Repeat the same edit applied to the unit testbench.
Open accelerators/stratus_hls/sub_stratus/sw/linux/app/sub.c
and search for the function init_buffer()
.
Repeat the same edit applied to the unit testbench.
Run a behavioral SystemC test (requires Stratus HLS)
Go to the SoC design folder for the Xilinx VCU118 FPGA board, and run the following target.
cd socs/xilinx-vcu118-xcvu9p
make sub_stratus-exe
Generate the RTL of your accelerator and of the FFT accelerator
From the same design folder, run Cadence Stratus HLS with the following target (requires Stratus HLS).
cd socs/xilinx-vcu118-xcvu9p
make sub_stratus-hls
make fft_stratus-hls
Since you cannot run Stratus HLS, create manually the accelerator RTL
folders that would be generated by Stratus HLS. This way you will be
able to select the accelerator in the SoC design steps.
cd tech/virtexup/acc
mkdir -p sub_stratus/sub_stratus_basic_dma32
mkdir -p sub_stratus/sub_stratus_basic_dma64
mkdir -p fft_stratus/fft_stratus_basic_fx32_dma32
mkdir -p fft_stratus/fft_stratus_basic_fx32_dma64
mkdir -p fft_stratus/fft_stratus_basic_fx64_dma32
mkdir -p fft_stratus/fft_stratus_basic_fx64_dma64
cp ../../../accelerators/stratus_hls/sub_stratus/hw/sub.xml sub_stratus/sub_stratus.xml
cp ../../../accelerators/stratus_hls/fft_stratus/hw/fft.xml fft_stratus/fft_stratus.xml
Simulate the accelerator RTL with unit testbench (requires Stratus HLS)

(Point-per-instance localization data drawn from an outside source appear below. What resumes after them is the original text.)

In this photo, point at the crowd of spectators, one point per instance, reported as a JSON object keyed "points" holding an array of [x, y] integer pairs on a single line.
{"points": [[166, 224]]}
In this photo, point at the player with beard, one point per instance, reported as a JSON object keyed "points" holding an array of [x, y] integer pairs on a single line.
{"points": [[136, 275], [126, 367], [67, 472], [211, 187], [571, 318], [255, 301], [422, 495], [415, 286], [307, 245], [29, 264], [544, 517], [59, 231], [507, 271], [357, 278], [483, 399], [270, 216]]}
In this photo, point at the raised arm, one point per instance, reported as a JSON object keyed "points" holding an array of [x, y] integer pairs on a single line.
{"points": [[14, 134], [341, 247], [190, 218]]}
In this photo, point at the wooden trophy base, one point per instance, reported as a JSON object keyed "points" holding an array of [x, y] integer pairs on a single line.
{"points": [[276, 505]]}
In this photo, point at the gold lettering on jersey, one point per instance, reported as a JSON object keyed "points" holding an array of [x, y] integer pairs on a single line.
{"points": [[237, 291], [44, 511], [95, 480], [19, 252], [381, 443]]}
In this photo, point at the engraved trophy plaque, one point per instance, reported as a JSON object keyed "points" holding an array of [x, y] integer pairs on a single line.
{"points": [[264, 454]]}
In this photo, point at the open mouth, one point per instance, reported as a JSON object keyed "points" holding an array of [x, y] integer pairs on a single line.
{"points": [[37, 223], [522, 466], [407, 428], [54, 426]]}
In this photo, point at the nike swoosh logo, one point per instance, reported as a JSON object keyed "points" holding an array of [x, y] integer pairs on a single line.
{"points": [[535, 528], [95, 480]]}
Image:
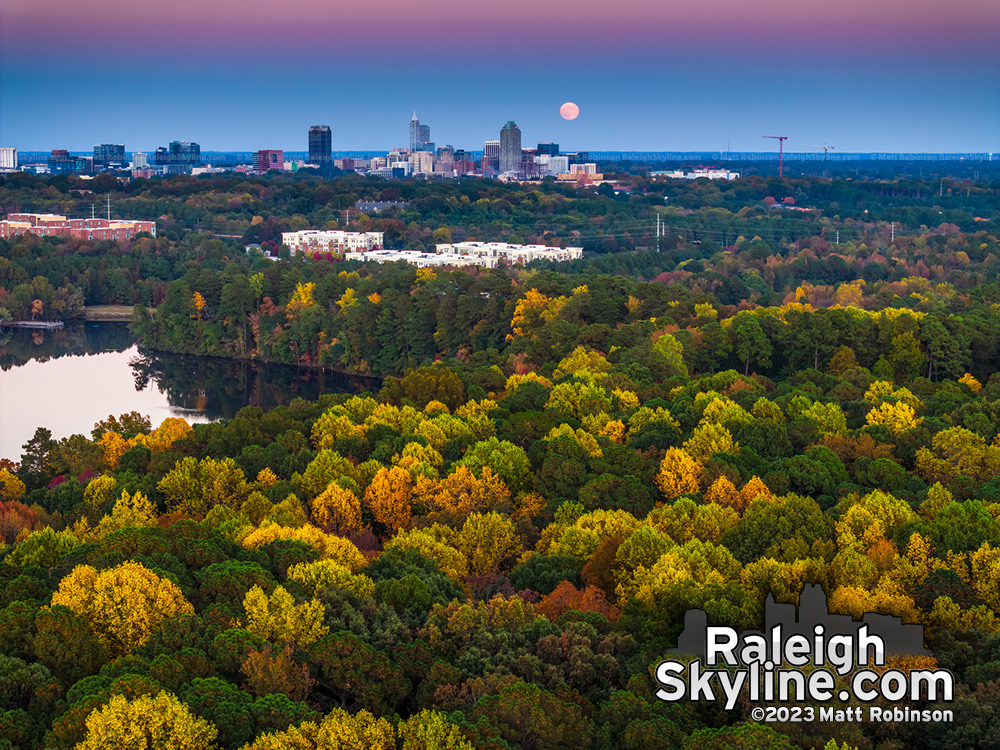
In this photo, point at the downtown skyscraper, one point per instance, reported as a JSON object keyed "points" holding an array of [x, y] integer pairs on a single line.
{"points": [[510, 147], [420, 136], [320, 145]]}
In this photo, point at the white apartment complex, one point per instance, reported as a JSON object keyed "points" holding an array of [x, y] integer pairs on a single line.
{"points": [[509, 254], [483, 254], [331, 241], [8, 158], [711, 173]]}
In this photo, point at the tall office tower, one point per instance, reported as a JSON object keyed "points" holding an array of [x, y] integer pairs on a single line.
{"points": [[491, 157], [420, 135], [510, 147], [109, 153], [320, 145], [267, 159], [185, 153]]}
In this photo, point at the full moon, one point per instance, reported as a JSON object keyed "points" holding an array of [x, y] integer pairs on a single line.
{"points": [[569, 111]]}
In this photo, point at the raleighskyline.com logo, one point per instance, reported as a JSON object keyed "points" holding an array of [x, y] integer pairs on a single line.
{"points": [[813, 658]]}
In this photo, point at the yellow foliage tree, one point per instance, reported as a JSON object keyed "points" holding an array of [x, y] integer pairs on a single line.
{"points": [[114, 446], [339, 730], [583, 364], [872, 518], [489, 543], [582, 538], [461, 492], [304, 294], [974, 385], [528, 313], [11, 488], [899, 417], [938, 498], [753, 489], [278, 618], [99, 491], [198, 305], [160, 722], [679, 474], [316, 576], [515, 380], [170, 431], [430, 730], [337, 510], [125, 605], [709, 439], [347, 299], [685, 520], [432, 543], [130, 510], [723, 492], [389, 497], [329, 546], [695, 563]]}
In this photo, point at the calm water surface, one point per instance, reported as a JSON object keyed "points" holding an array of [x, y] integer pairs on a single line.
{"points": [[70, 379]]}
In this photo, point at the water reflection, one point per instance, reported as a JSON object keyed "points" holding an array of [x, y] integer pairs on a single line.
{"points": [[18, 346], [69, 379], [221, 387]]}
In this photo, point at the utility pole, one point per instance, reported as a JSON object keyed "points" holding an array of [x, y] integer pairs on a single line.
{"points": [[781, 148]]}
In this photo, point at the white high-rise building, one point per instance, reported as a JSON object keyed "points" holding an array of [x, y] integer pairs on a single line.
{"points": [[510, 147], [8, 158]]}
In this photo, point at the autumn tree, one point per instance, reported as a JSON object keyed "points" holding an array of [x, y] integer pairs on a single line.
{"points": [[679, 474], [389, 497], [489, 543], [337, 510], [159, 722], [11, 488], [279, 619], [125, 605], [339, 730]]}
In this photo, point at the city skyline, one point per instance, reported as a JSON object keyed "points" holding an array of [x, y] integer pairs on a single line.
{"points": [[868, 77]]}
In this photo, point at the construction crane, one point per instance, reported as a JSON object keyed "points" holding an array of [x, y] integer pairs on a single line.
{"points": [[781, 148], [826, 148]]}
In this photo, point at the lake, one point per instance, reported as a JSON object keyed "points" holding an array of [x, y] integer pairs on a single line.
{"points": [[69, 379]]}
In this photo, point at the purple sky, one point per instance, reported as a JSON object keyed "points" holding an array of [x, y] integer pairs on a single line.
{"points": [[862, 75]]}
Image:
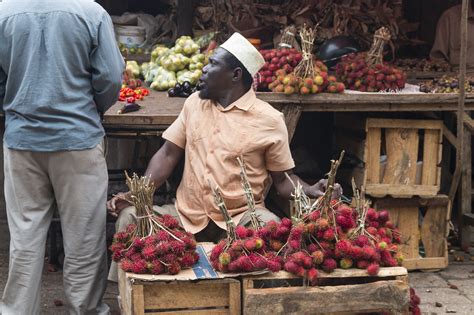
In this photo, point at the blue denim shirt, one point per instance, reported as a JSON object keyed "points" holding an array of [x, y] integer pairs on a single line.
{"points": [[60, 67]]}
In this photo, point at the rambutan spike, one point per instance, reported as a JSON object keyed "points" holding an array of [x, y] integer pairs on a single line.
{"points": [[256, 221]]}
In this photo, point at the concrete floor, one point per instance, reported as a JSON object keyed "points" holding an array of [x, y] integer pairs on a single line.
{"points": [[447, 291]]}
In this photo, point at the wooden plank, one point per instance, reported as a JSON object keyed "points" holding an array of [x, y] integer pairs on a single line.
{"points": [[138, 302], [439, 200], [372, 156], [402, 153], [466, 188], [235, 299], [433, 231], [406, 219], [431, 158], [450, 137], [426, 263], [384, 295], [125, 289], [404, 123], [187, 294], [384, 272], [192, 312], [381, 190]]}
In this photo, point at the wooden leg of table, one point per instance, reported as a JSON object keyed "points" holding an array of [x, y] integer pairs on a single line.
{"points": [[466, 190], [292, 113]]}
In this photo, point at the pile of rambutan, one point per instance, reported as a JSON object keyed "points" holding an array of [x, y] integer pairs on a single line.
{"points": [[155, 244], [329, 234], [367, 72], [244, 248]]}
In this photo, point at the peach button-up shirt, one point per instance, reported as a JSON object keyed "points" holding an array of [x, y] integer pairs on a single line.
{"points": [[213, 137]]}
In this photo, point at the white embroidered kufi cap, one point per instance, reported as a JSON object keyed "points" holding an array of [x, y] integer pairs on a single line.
{"points": [[245, 52]]}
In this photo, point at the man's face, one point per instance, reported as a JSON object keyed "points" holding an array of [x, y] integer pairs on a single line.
{"points": [[217, 76]]}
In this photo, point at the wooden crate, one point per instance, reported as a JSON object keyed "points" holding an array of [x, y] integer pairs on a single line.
{"points": [[196, 297], [400, 141], [423, 225], [349, 291]]}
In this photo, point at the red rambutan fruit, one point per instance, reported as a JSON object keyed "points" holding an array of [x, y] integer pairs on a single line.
{"points": [[362, 240], [131, 228], [156, 267], [363, 264], [224, 258], [149, 252], [312, 275], [139, 266], [163, 236], [329, 265], [170, 221], [188, 260], [177, 247], [312, 247], [322, 224], [314, 216], [286, 222], [372, 215], [241, 231], [174, 268], [329, 235], [291, 266], [384, 216], [318, 257], [276, 245], [373, 269], [126, 265], [346, 263]]}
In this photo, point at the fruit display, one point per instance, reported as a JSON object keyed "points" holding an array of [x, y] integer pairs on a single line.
{"points": [[155, 244], [367, 72], [178, 64], [329, 234], [309, 76], [275, 59], [424, 65], [243, 250], [447, 84]]}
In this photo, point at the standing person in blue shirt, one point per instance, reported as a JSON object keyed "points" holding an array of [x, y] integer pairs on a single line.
{"points": [[60, 68]]}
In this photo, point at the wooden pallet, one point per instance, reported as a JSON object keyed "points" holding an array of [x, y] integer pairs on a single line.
{"points": [[195, 297], [423, 224], [349, 291], [400, 141]]}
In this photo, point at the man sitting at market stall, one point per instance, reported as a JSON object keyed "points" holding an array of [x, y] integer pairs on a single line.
{"points": [[221, 122], [447, 45]]}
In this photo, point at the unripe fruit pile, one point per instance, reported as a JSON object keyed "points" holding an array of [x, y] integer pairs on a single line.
{"points": [[357, 75], [167, 251], [320, 82], [275, 59], [246, 253]]}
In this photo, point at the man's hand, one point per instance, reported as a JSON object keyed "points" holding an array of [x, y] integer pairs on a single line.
{"points": [[117, 203], [318, 189]]}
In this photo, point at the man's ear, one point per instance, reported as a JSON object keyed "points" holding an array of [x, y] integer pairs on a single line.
{"points": [[237, 75]]}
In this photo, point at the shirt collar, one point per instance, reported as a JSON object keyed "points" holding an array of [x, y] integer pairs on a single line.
{"points": [[244, 102]]}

Run the following target to test your generated RTL implementations, which include two versions of the accelerator: one for 32-bit DMA channels and one for 64-bit DMA channels.
cd socs/xilinx-vcu118-xcvu9p
make sub_stratus-sim
Check out the generated HLS script
Open accelerators/stratus_hls/sub_stratus/hw/hls/project.tcl
.
Compile the software
Move again into the SoC design folder for the Xilinx VCU118 FPGA board, and compile the bare-metal test applications.
cd socs/xilinx-vcu118-xcvu9p
make sub_stratus-baremetal
make fft_stratus-baremetal
Compile Linux, the accelerator device drivers, and Linux test applications.
make linux -j4
2) How to: integrate third-party accelerators (NVDLA)
Generate the NVDLA RTL, compile its kernel space driver, user space driver and runtime application.
cd socs/xilinx-vcu118-xcvu9p
make NV_NVDLA
The NVDLA folder is accelerators/thirdparty/NV_NVDLA
.
3) How to: design and test a many-accelerator multi-core SoC
Configure SoC 1
Move to the SoC design folder for the Xilinx VCU118 FPGA board, and launch the SoC configuration GUI.
cd socs/xilinx-vcu118-xcvu9p
make esp-xconfig
Select the following configuration in the GUI. Click Generate SoC config and then close the GUI.
Configure SoC 2
Move to the SoC design folder for the Xilinx VCU128 FPGA board, and launch the SoC configuration GUI.
cd socs/xilinx-vcu128-xcvu37p
make esp-xconfig
Select the following configuration in the GUI. Click Generate SoC config and then close the GUI.
Full-system RTL simulation and FPGA prototyping (requires Modelsim/Incisive/Xcelium, Vivado and an FPGA)
The full-system RTL simulation and the FPGA prototyping parts of the tutorial are offered in the form of a demo.